When I heard the issues some of my friends were having with their security, I started to count my blessings. Emma, who worked in the Dutch embassy, returned one afternoon, walking through the garden of her house in Kiyovu, through the palms and bamboo to find Emile, her guard missing. She sat on the verandah with a drink wondering where he was, then suddenly the long grass in her front garden started to move. She feared an animal in there, a mouse or a lizard; Emile rose, rubbing his eyes after a cat nap.
Then there was Mel, a fellow volunteer, who lived in a shared house close to Kimironko market where under its huge tin roof you could haggle deals on all sorts of things, sweet potatoes, peppers, calf-hide drums and colourful bolts of Tanzanian cloth. She came home to find a queue of people on her garden path, each person was holding an empty yellow plastic jerry can. Those leaving had filled jerry cans on their heads. What was going on? At the head of the queue was her guard beside the garden tap filling up the cans and charging money for them. When they exchanged glances, an enlightened smile filled her face. His game was up and the water bills came down.
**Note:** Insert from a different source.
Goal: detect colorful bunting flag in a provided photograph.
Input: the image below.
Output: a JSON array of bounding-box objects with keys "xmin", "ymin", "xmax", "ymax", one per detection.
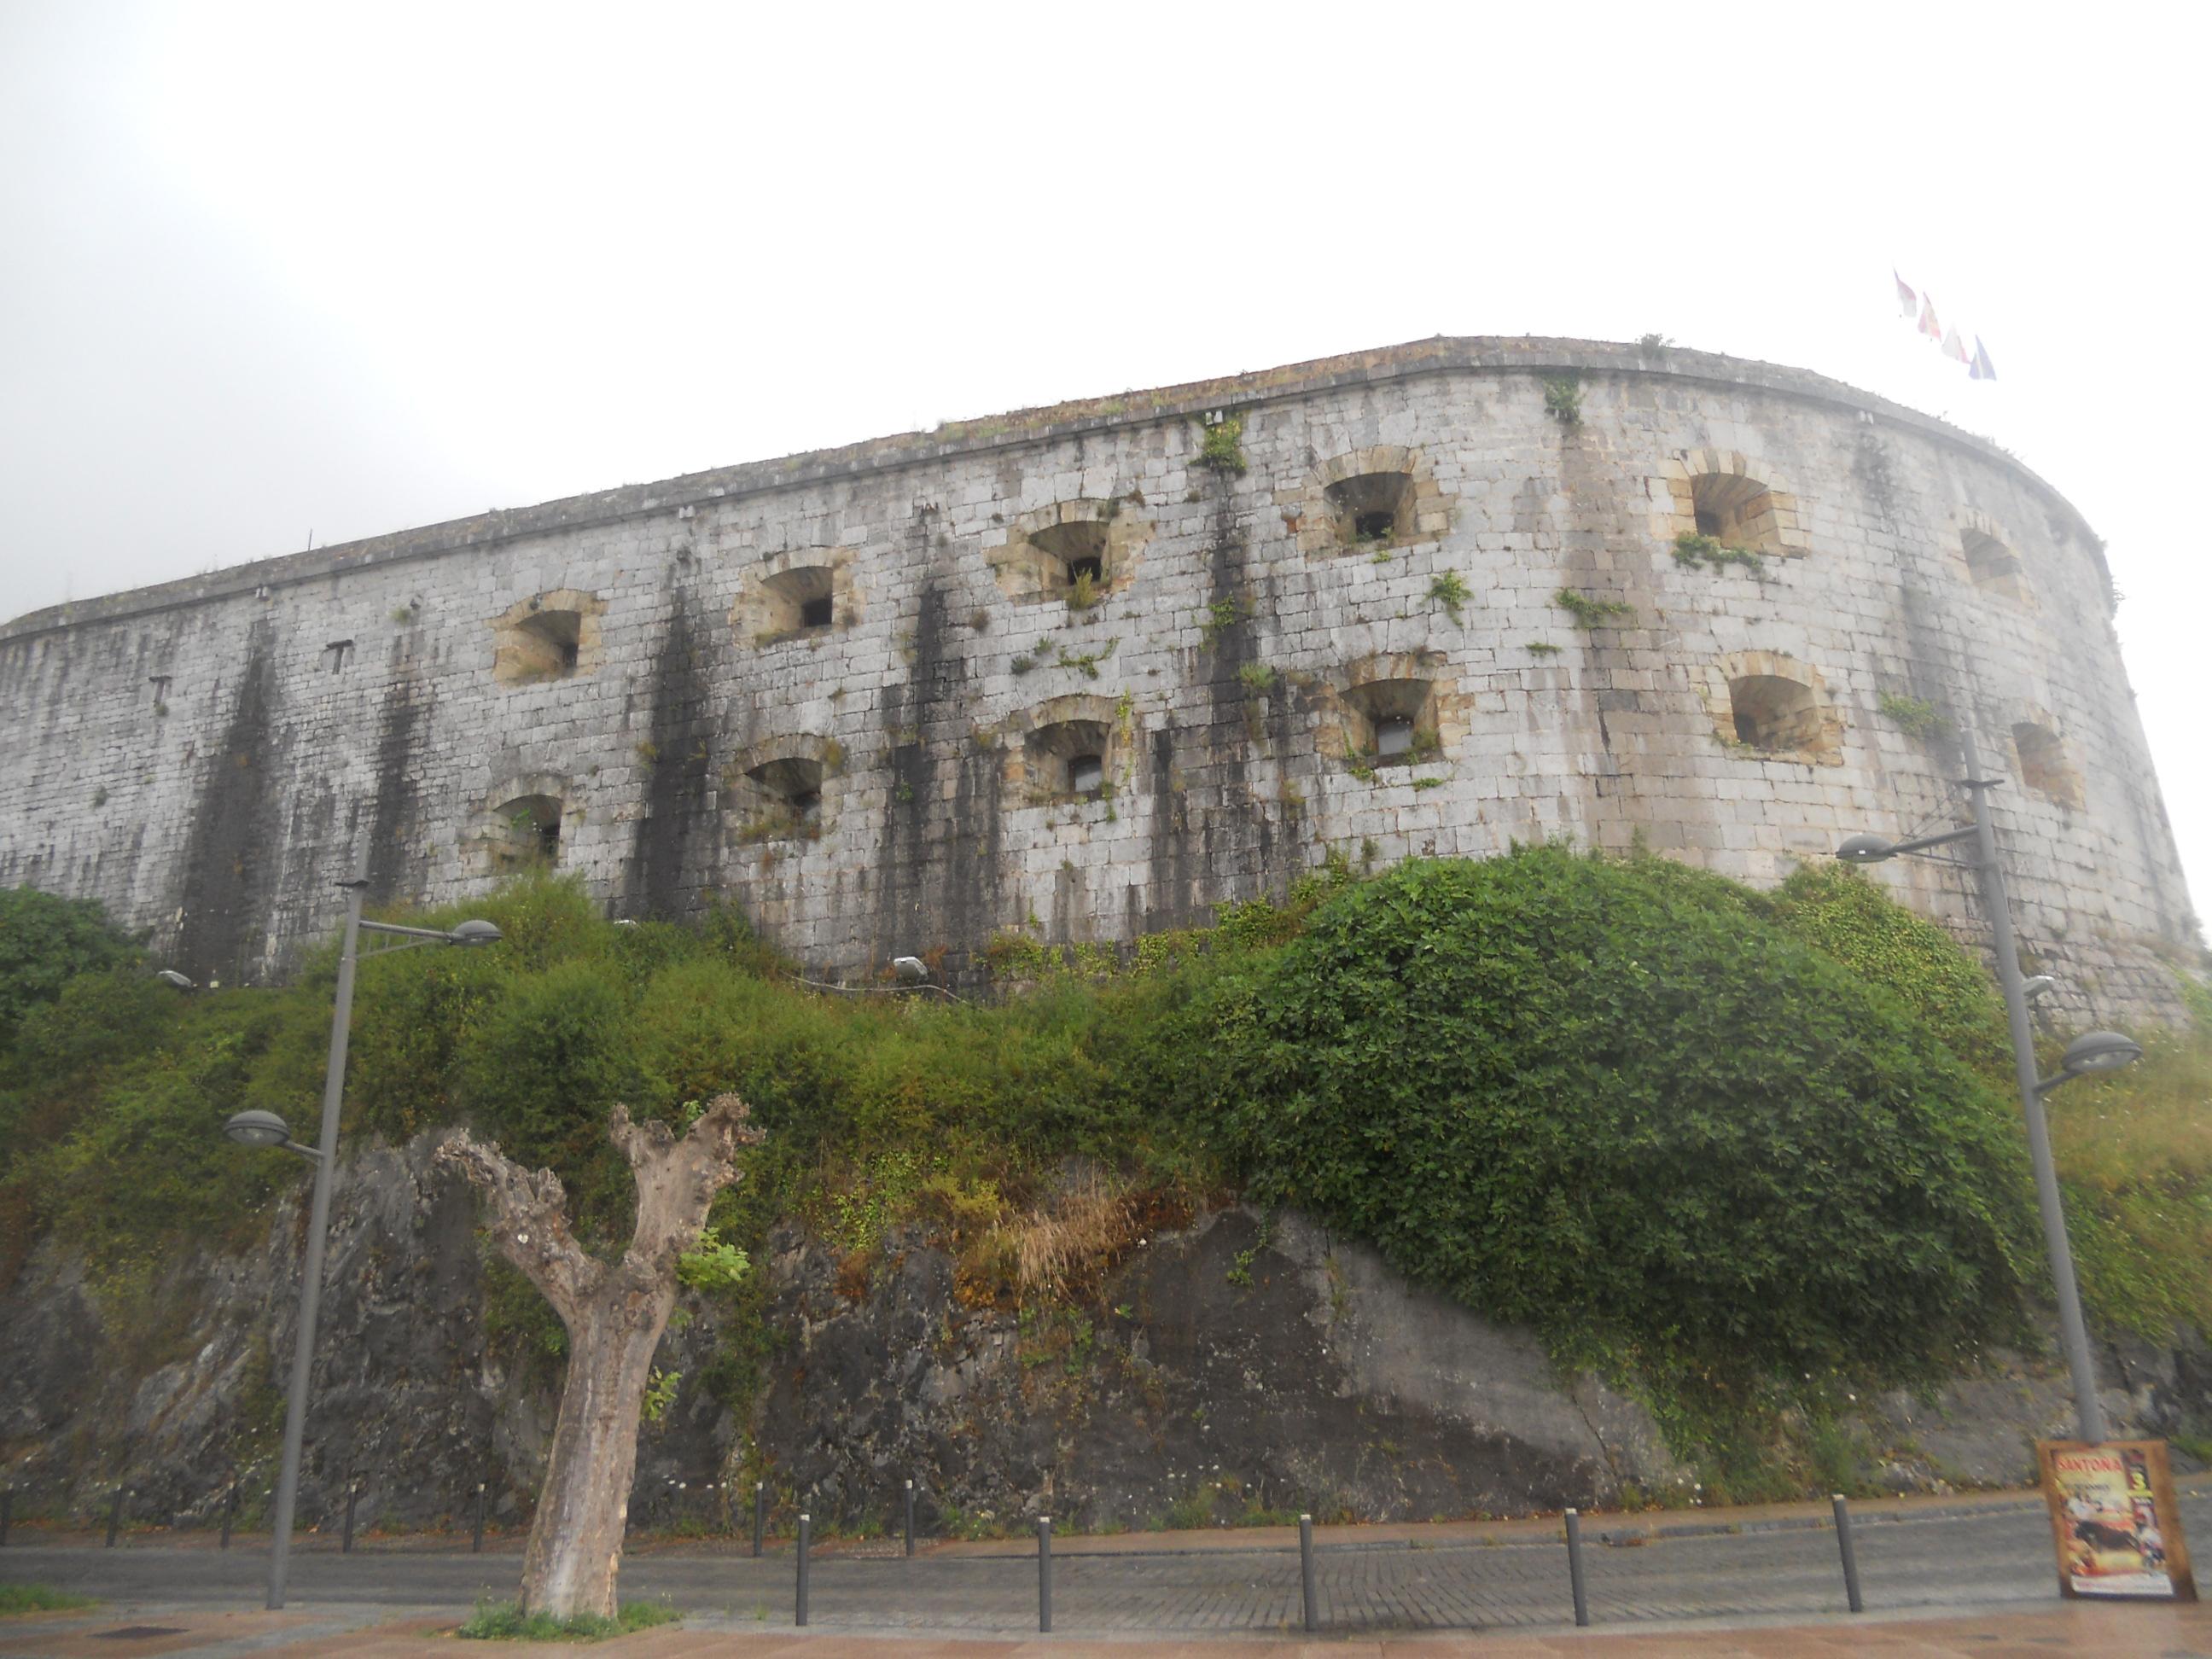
[{"xmin": 1895, "ymin": 269, "xmax": 1999, "ymax": 381}]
Taylor, an American from Boston and thoroughly decent chap, worked for the Clinton Foundation that gave him a huge house and, at the end of his drive, a little guardhouse for his guard Gregoire, one of those old-school security guards who wore khaki uniforms and saluted random passing cars because it made him look official.
One Saturday night Taylor had organised a barbecue, invited 100 people and filled his bath with ice and beers and employed a maid who served plates of goat-meat brochettes slow cooked on charcoal fire.
Gregoire was a cunning fox. When we waited to come inside the compound he asked for our names, wrote them down in a school exercise book and, with an air of officialdom, charged us 1,000 francs each (£1) for entry to Taylor’s party.
“I ain’t paying to get in to Taylors house,” said one American in front of us storming off in a huff. It was indeed strange because Taylor was a thoroughly nice fellow, benevolent, not the sort to make a quick buck from his friends. I paid anyway and went in (what’s a quid on a Saturday night?)
During the course of the evening I dropped in to a conversation with Taylor that his guard was charging people to enter. He slammed down his bottle of Primus, kicked off his flip flops, shouted “Man, I’m gonna kill him,” and ran downstairs.
A few seconds later party-goers heard him shouting:
“DO NOT EVER CHARGE MY GUESTS FOR ENTRY AGAIN. EVER. IS THAT CLEAR?”
When it came to keeping fit, pumping the weights he made from filling powder milk tins with concrete, finding alternative bars (which I suspected were just peoples’ front rooms with some extra tables), telling the time by looking at the sun, or just making me laugh, Peter was great to be around. He was just too laid back to be a good security guard but he was a good guy at heart and that’s what counted. Perspective gives you a great reality check.